Bu rejime göre, başka bir işleme gerek duyulmaksızın evlilik birliği içerisinde edinilen tüm menkul ve gayrimenkul mallar yarı yarıya bölüşülür.
Mal ayrılığı rejiminde ise, evlilik birliği içerisinde edinilen malvarlığının resmi olarak sahibi gözüken kişiye ait olduğu kabul edilir, şayet diğer eşin ilgili malvarlığı üzerinde herhangi bir katkısı olmuş ise ilgili katkı bedeli dışında herhangi bir hak ve alacak talebinde bulunamaz.
2002 yılından önce evlenmiş kişiler için ise, 2002 yılına kadar geçerli olan mal ayrılığı rejimi doğrultusunda herkesin üzerine kayıtlı olan malvarlığı kendisine ait olup, 2002 sonrası edinilmiş mallar açısından yarı yarıya bölüşüm söz konusu olacaktır.
Evlendikten sonra eşlerin boşanmadan mal rejimi değişikliğine gitmeleri mümkün müdür?
Haklı bir sebep varsa hâkim, eşlerden birinin istemi üzerine, mevcut mal rejiminin mal ayrılığına dönüşmesine karar verebilir.
Özellikle aşağıdaki hâllerde haklı bir sebebin varlığı kabul edilir:
1. Diğer eşe ait malvarlığının borca batık veya ortaklıktaki payının haczedilmiş olması,
2. Diğer eşin, istemde bulunanın veya ortaklığın menfaatlerini tehlikeye düşürmüş olması,
3. Diğer eşin, ortaklığın malları üzerinde bir tasarruf işleminin yapılması için gereken rızasını haklı bir sebep olmadan esirgemesi,
4. Diğer eşin, istemde bulunan eşe malvarlığı, geliri, borçları veya ortaklık malları hakkında bilgi vermekten kaçınması,
5. Diğer eşin sürekli olarak ayırt etme gücünden yoksun olması. Eşlerden biri ayırt etme gücünden sürekli olarak yoksun ise, onun yasal temsilcisi de bu sebebe dayanarak mal ayrılığına karar verilmesini isteyebilir.
Bu hususta yetkili mahkeme eşlerden herhangi birinin yerleşim yeri mahkemesidir.
Ancak önemle belirtmek gerekir ki, bu hususta tek yol ve yöntem dava açmak değildir.
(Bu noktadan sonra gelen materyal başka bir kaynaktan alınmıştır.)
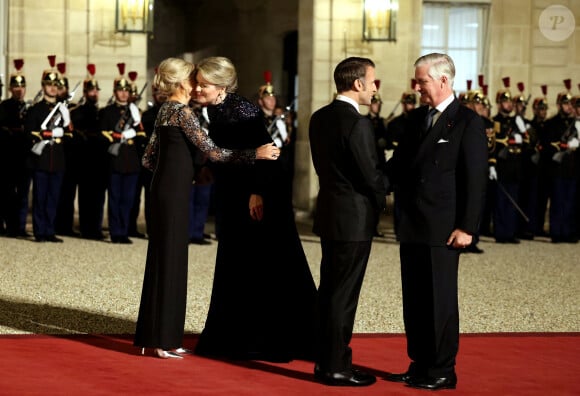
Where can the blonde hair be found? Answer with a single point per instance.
(170, 73)
(219, 71)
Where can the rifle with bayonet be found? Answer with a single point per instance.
(30, 103)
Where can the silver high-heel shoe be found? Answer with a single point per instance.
(184, 351)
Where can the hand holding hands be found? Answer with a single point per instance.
(268, 151)
(459, 239)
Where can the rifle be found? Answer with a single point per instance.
(126, 120)
(392, 113)
(124, 123)
(49, 123)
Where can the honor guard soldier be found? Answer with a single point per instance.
(482, 106)
(506, 168)
(396, 128)
(475, 100)
(64, 222)
(528, 193)
(15, 175)
(562, 132)
(94, 176)
(142, 182)
(540, 109)
(46, 122)
(380, 131)
(120, 123)
(276, 126)
(379, 124)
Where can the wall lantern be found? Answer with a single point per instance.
(380, 20)
(134, 16)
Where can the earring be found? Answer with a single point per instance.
(220, 97)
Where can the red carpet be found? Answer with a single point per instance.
(496, 364)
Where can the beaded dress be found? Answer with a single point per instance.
(263, 297)
(170, 155)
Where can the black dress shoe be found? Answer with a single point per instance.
(345, 378)
(403, 377)
(432, 383)
(122, 240)
(507, 240)
(472, 249)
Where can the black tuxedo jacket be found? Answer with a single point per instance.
(440, 178)
(352, 191)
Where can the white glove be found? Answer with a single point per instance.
(135, 113)
(57, 132)
(492, 173)
(282, 129)
(520, 124)
(573, 143)
(65, 115)
(129, 134)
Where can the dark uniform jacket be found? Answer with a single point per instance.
(52, 158)
(127, 159)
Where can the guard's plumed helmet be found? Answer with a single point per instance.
(90, 82)
(121, 83)
(520, 98)
(377, 97)
(266, 89)
(565, 97)
(504, 94)
(63, 80)
(541, 103)
(51, 76)
(17, 78)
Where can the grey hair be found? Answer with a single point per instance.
(220, 71)
(439, 65)
(170, 73)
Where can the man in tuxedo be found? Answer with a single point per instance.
(351, 196)
(440, 171)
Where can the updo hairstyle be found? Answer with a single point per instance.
(219, 71)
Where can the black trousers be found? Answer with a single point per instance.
(341, 275)
(430, 307)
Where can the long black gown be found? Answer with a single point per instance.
(170, 155)
(263, 299)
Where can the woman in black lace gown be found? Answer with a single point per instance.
(263, 297)
(170, 155)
Eşler, her zaman yeni bir mal rejimi sözleşmesiyle önceki veya başka bir mal rejimini kabul edebilirler. Bu hususta ilgili sözleşmenin mutlaka resmi olarak yapılmış olması gerektiğini belirtelim. Böyle bir durumda, imzalanan sözleşme tarihi itibari ile taraflar arasında seçilen mal rejimi geçerli olacaktır.
Şayet mahkeme kararı ile mal ayrılığı rejimi belirlendi ise, mal ayrılığına geçişi gerektiren sebebin ortadan kalkması hâlinde hâkim, eşlerden birinin istemi üzerine eski mal rejimine dönülmesine karar verebilir.
Dolayısıyla eşler şayet kendi aralarında edinilmiş mallara katılma rejiminden farklı bir mal rejimi belirlemek konusunda mutabık iseler, bunu resmi olarak hazırlanmış bir sözleşme marifeti ile yapabileceklerdir. Ancak kanunda sayılan ve bunlarla sınırlı olmayacak şekilde haklı bir sebebin varlığı halinde eşin rızası aranmaksızın mahkeme aracılığı ile mal ayrılığı rejiminin gündeme gelmesi de söz konusu olabilecektir.